Марьяш-Кровяный тварец.
Марьяш-Отворяющий жилы.
Марьяш-Молчун.
И наконец, последнее, нынешнее: Марьяш-Миротворец. Это стоило особенно дорого.
Когда в корыте осталось с пяток блекло-водяных тварей, Лялька поднялась.
- А эти куда?
Зря спросил, да слова не поймаешь.
- Так свиням. Там молока чуть самое. Кому надо?
- Тебе их не жалко? Живые ведь.
- И люди живые, - усмехнулась Лялька, глядя прямо. А глаза-то от частых прищуров косят и морщинок море. - Как есть живые, только вот поговаривают, что Марьяш-кровяник людей не жалеет.
- Они сами себя не жалеют! Я просто... люди однажды решили, что если они сотваряют, то право имеют. Любое. Принуждать. Уродовать. Убивать. Не творения видят, а тварей! Твари и есть. Знаешь почему?
Молчит, смотрит как некогда - с жалостью. Вот-вот предложит дракона на поиграть. И закипает в груди старая злоба, нырнуть бы.
...в море гранатово-алое, чтоб об камень и вдребезги, чтоб раз и навсегда избавиться и от совести, и от разума, выпуская сидящего внутри. Пусть как у них, у тех, кто умер первыми на поле под городом, или вторыми, тоже на поле, но под другим городом, или третьими, или сотыми - много в мире полей и городов - пусть треснут ребра скорлупой ореха. Пусть расползется кожа и, отхаркиваясь жилами, выберется из кокона телесного багрянокрылый змей.
- Творить - себя отдавать. И жалко, и страшно, и как потом убьешь?

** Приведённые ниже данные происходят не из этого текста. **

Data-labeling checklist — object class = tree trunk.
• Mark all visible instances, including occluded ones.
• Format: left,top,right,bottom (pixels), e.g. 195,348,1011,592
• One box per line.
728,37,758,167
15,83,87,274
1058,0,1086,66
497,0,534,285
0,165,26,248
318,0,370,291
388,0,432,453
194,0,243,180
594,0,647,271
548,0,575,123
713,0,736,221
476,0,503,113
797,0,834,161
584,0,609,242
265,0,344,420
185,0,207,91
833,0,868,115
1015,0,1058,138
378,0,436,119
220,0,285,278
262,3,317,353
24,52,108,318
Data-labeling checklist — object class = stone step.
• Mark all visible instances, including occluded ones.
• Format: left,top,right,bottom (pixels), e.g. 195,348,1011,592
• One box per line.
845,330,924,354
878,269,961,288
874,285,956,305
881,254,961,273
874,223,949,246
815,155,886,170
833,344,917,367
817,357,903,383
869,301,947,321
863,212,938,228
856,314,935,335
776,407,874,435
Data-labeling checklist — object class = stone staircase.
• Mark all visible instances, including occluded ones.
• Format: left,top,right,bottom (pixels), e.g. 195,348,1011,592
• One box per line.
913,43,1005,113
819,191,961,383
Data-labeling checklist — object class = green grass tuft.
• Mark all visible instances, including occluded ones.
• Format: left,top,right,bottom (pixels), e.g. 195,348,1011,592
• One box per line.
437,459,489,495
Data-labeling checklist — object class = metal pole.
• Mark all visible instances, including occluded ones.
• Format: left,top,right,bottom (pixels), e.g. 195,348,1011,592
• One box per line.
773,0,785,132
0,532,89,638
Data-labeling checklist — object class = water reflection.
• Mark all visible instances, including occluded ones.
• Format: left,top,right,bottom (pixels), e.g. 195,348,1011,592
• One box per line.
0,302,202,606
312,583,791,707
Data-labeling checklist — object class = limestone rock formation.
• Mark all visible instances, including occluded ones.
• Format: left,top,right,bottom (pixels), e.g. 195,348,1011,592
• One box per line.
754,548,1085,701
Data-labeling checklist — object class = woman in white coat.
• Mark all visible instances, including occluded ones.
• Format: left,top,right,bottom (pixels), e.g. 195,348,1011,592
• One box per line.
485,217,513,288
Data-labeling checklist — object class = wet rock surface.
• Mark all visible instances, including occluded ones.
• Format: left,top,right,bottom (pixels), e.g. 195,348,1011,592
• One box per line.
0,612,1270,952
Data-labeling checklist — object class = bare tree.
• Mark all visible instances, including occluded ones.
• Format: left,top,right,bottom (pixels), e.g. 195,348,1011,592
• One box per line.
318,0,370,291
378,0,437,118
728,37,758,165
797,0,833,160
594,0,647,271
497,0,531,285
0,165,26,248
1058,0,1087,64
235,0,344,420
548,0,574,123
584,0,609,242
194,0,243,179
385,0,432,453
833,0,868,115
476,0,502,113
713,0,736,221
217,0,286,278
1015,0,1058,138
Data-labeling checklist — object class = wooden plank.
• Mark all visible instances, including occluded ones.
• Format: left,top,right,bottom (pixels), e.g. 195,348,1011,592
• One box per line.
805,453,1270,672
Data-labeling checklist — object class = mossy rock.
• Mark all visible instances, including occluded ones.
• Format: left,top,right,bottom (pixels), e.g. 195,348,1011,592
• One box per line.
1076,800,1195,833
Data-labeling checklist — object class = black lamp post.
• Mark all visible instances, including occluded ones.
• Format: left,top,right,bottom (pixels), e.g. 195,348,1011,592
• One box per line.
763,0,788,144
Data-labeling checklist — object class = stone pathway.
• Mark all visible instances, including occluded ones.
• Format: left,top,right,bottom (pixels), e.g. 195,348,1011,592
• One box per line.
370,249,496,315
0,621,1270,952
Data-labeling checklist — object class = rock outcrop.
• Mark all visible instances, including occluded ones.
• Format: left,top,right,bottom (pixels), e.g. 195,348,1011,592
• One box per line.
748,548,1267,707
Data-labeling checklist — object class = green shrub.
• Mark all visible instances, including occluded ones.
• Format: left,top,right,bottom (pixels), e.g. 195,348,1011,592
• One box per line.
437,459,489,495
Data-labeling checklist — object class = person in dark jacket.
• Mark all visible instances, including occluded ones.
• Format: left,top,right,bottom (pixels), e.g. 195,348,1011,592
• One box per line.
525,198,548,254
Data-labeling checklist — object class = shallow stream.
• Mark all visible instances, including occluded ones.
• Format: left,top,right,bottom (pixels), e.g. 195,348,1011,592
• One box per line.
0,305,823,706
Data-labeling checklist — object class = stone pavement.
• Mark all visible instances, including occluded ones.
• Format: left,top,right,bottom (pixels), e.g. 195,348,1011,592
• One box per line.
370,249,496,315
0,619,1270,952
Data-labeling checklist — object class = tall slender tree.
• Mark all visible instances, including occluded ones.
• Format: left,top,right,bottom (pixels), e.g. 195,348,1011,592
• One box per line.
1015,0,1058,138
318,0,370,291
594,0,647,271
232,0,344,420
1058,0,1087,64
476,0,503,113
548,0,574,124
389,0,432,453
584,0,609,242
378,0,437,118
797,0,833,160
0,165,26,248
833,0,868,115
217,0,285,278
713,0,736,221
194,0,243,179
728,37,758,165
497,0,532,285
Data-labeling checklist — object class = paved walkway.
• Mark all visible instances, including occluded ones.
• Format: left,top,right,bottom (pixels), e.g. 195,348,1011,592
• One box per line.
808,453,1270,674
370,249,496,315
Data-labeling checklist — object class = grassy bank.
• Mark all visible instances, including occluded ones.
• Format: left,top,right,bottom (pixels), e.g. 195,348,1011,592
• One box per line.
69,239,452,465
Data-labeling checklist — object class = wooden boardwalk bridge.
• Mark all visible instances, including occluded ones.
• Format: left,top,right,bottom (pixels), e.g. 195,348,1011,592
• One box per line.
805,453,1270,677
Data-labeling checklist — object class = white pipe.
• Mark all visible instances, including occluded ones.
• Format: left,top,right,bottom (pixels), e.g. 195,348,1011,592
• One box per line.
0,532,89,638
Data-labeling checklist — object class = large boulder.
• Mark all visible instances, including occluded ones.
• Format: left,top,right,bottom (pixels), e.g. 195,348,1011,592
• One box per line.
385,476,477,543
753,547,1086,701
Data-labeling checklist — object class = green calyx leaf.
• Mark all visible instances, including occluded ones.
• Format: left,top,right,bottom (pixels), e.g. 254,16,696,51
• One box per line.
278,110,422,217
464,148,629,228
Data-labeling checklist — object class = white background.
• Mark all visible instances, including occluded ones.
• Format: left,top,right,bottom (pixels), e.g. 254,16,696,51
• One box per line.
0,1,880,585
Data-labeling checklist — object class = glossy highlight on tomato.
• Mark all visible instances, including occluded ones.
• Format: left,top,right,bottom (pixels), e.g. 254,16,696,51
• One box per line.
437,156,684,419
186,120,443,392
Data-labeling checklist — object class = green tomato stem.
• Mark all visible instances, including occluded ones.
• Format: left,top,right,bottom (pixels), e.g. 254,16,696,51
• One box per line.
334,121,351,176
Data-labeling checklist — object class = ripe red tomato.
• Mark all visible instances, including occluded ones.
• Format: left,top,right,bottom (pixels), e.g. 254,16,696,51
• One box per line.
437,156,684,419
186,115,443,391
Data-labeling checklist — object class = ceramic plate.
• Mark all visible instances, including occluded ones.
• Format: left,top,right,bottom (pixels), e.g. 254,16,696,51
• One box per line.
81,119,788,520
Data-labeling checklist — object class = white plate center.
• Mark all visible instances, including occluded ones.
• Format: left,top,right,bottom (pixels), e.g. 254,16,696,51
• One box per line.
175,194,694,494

Потому не отдаем, но берем чужое. Изначальное. Научились. Пользуемся. И рады. Я жалею людей, я даю им свободу. Изначальную...
Замолчал, кляня длинный язык. Никому ведь, кроме учителя, не рассказывал, да и тот, услышав, посоветовал молчать. Что, мол, от этих изысканий поменяется? Ничего. И молчал Марьяш, пока не прорвало горечью. И снова замолчит на годы. Вот только скажет последнее:
- Не тварцы мы. Твари. Как есть твари.
Хмыкнула Лялька, подняла кувшин и, взболтнув - внутри хлюпнуло мертвое - предложила: - На вот лучше молочка. Холодненькое.